Thank you, thank you, thank you, Gov. Andrew Cuomo, State Senate majority coalition leaders Dean Skelos and Jeffrey Klein, and Assembly Speaker Sheldon Silver! You led while others squirmed.
Last month, first the Senate and then the Assembly passed companion pieces of gun-control legislation aimed at stemming the flow of illegal guns through the state and, we hope and pray, reducing the number of deaths by gun –– roughly six in 100,000 people, according to the FBI.
The measure, aptly titled the New York Secure Ammunition and Firearms Enforcement Act of 2013, is touted as the toughest gun law in the United States. Cuomo signed it on Jan. 15.
The legislation came in reaction to the massacre at Sandy Hook Elementary School in Newtown, Conn., on Dec. 14. President Obama called it the saddest day of his presidency. Men, women and children across the nation broke down in tears upon hearing the horrific news and seeing the innocent faces of such young children brutally gunned down, without warning, without reason.
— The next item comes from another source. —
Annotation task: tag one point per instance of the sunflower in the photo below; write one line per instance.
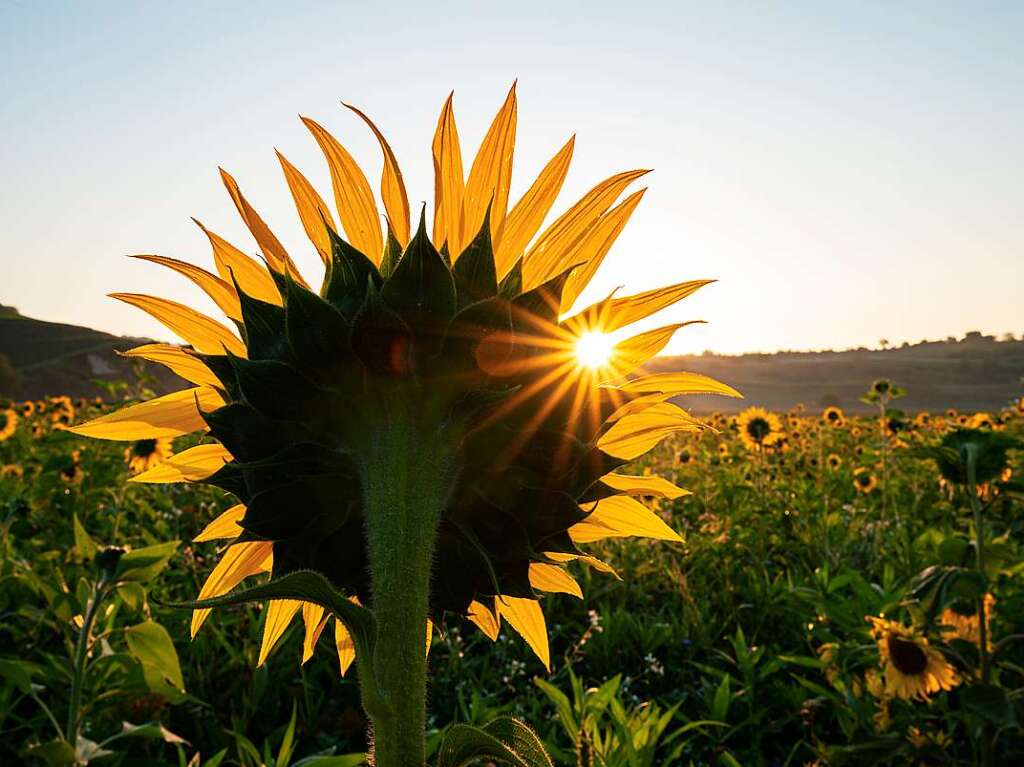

Sandy Hook became a dividing line, a moment to pause and question who we, as a country, had become. Then, at the national level, the arguments began, as they so often do after such a murderous act. Liberals called for an immediate federal ban on the type of assault weapon used by Adam Lanza to perpetrate mass murder. And National Rifle Association leaders said, as they always do, that guns aren’t the problem. People are. What we need, the NRA said, are armed guards in every school who could gun down the mass murderers before they got to the children.
It was all sound and fury, the usual merry-go-round of news-cycle bluster. You began to believe, sadly, that, once again, nothing would be accomplished. We would maintain the status quo despite the deaths of so many innocents, not only on a cold December day in Connecticut, but in states around the country over the past two decades.
But then New York’s leadership –– our governor and our Legislature –– stepped up and did the right thing, passing gun-control legislation that will not eliminate the violence, but which is surely a step in the right direction, toward a safer society for all of us, most especially our children.